Il taglio delle tasse sulla casa al centro di una manovra triennale da 45 miliardi: a Renzi e Padoan il compito di convincere Bruxelles

di Dino Pesole

Si può trattare sul taglio delle tasse, che al di là dei toni nuovamente accesi della polemica tra Matteo Renzi e gli “euroburocrati” è da giorni materia di trattativa con Bruxelles, al pari della flessibilità aggiuntiva per oltre 10 miliardi chiesta dal Governo. Ma per spuntare l’intero pacchetto, occorre abilità negoziale, e assoluta certezza sulle coperture.

Nelle raccomandazioni approvate lo scorso 13 maggio, la Commissione europea aveva giudicato «significativi» i passi in avanti compiuti dall’Italia nell’ultimo anno per alleggerire l’onere fiscale sul lavoro, «che resta però alto». L’invito, reiterato più volte, a spostare gradualmente il carico fiscale «dalle persone alle cose», immobili, consumi e proprietà in primis, è stato respinto al mittente da Matteo Renzi lo scorso 3 settembre: la Tasi sull’abitazione principale, con il versamento della seconda rata 2015, celebrerà il suo funerale il 16 dicembre. E ieri da New York, in risposta alla diffusione dell’analogo invito contenuto nel Rapporto Ue sulla fiscalità, ha alzato il tiro: «Quali tasse ridurre lo decidiamo noi non gli euroburocrati». Per la verità, sull’impianto della manovra si sono registrate nei giorni scorsi le caute aperture del commissario agli Affari economici Pierre Moscovici, ma anche del vice presidente della Commissione, Valdis Dombrovskis nel corso dei colloqui con il ministro dell’Economia, Pier Carlo Padoan. La linea ufficiale è che il giudizio verrà espresso a fine ottobre quando si potrà disporre del testo della legge di stabilità. In realtà, nei colloqui informali si è registrato più di un passo in avanti. Se così non fosse, sarebbe da considerare quanto meno avventurosa la scelta del Governo di inserire di fatto nella manovra 17 miliardi sotto forma di flessibilità Ue. Si tratta di sfruttare al massimo l’approccio più politico e pragmatico che la Commissione Juncker ha cominciato ad adottare dall’inizio del suo mandato. La sensazione è che non verranno erette barricate, pur di fronte a richieste del governo italiano che paiono fuori linea rispetto al tracciato concordato in primavera.

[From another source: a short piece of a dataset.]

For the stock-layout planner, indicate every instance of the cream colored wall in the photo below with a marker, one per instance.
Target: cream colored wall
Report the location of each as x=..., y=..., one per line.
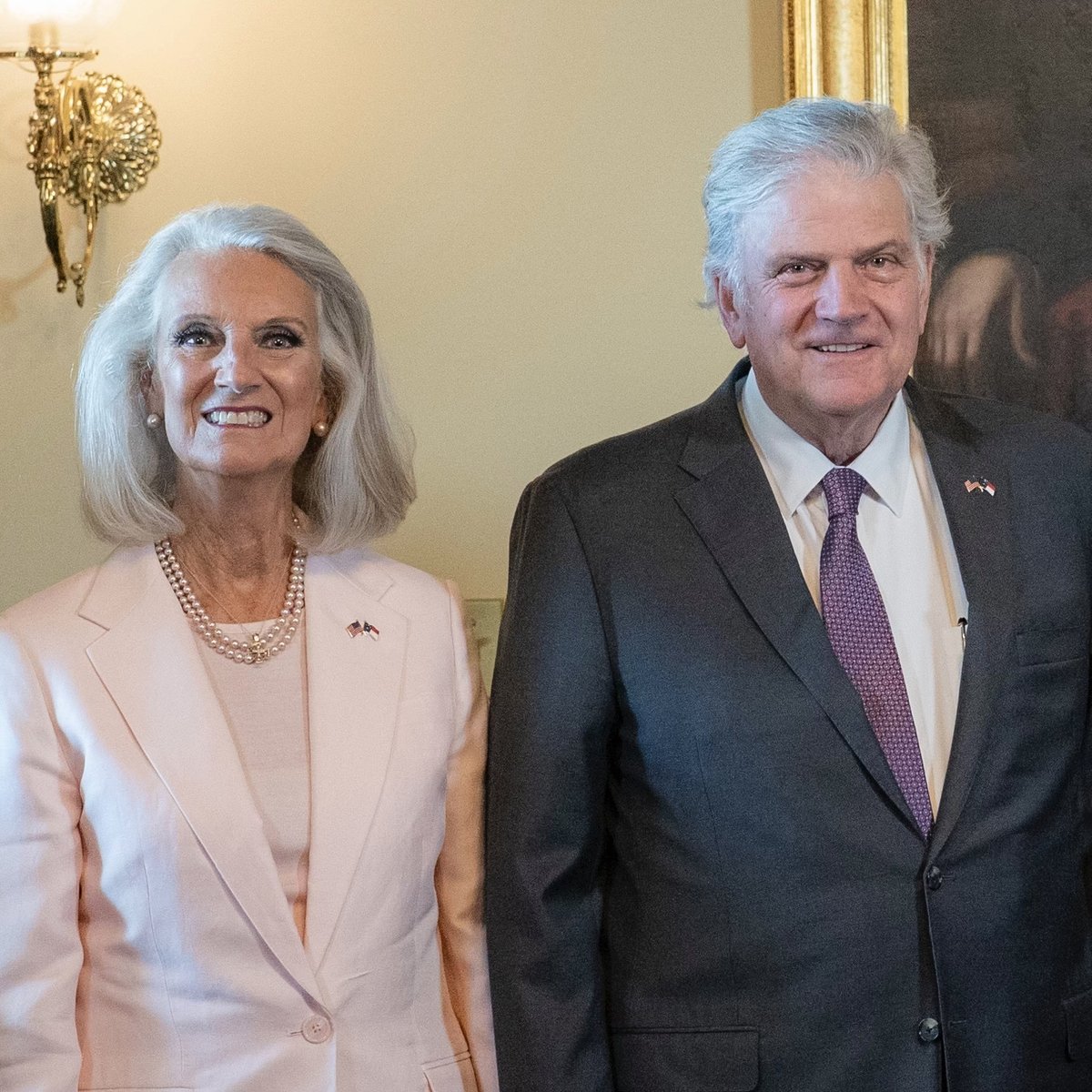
x=516, y=185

Nel 2016 – stando a quanto prevede la Nota di aggiornamento del Def – non vi sarà riduzione del deficit strutturale (quest’anno è stata dello 0,25%), mentre le raccomandazioni di maggio rinnovavano l’impegno a ridurlo dello 0,1 per cento. E il pareggio di bilancio slitta al 2018.

Le affermazioni tranchant di Renzi alzano il tono del confronto a pochi giorni dalla presentazione di una legge di stabilità da 27 miliardi, cui mancano diversi addendi. Resta ancora da definire il quadro delle coperture per ora affidato in buona parte all’incremento del deficit (appunto via flessibilità Ue) dall’1,8 al 2,4 per cento, se si comprendono anche i 3,3 miliardi previsti per far fronte all’emergenza migranti. Mancano all’appello 10 miliardi, la metà dei quali dovrà servire a finanziare il taglio delle tasse sulla prima casa. Spetta proprio a Renzi e Padoan convincere la Commissione Ue che il taglio delle tasse sulla casa va inserito in una manovra triennale da circa 45 miliardi, che dal 2017 vedrà un intervento sull’Ires e nel 2018 sull’Irpef. Operazione triennale che segue la “manovra sugli 80 euro”, vale a dire il bonus concesso ai redditi fino a 26mila euro annui, che con la legge di stabilità del 2015 è stato reso strutturale, e l’abolizione della componente lavoro dal calcolo della base imponibile dell’Irap. Operazione da finanziare con contestuali tagli alla spesa corrente.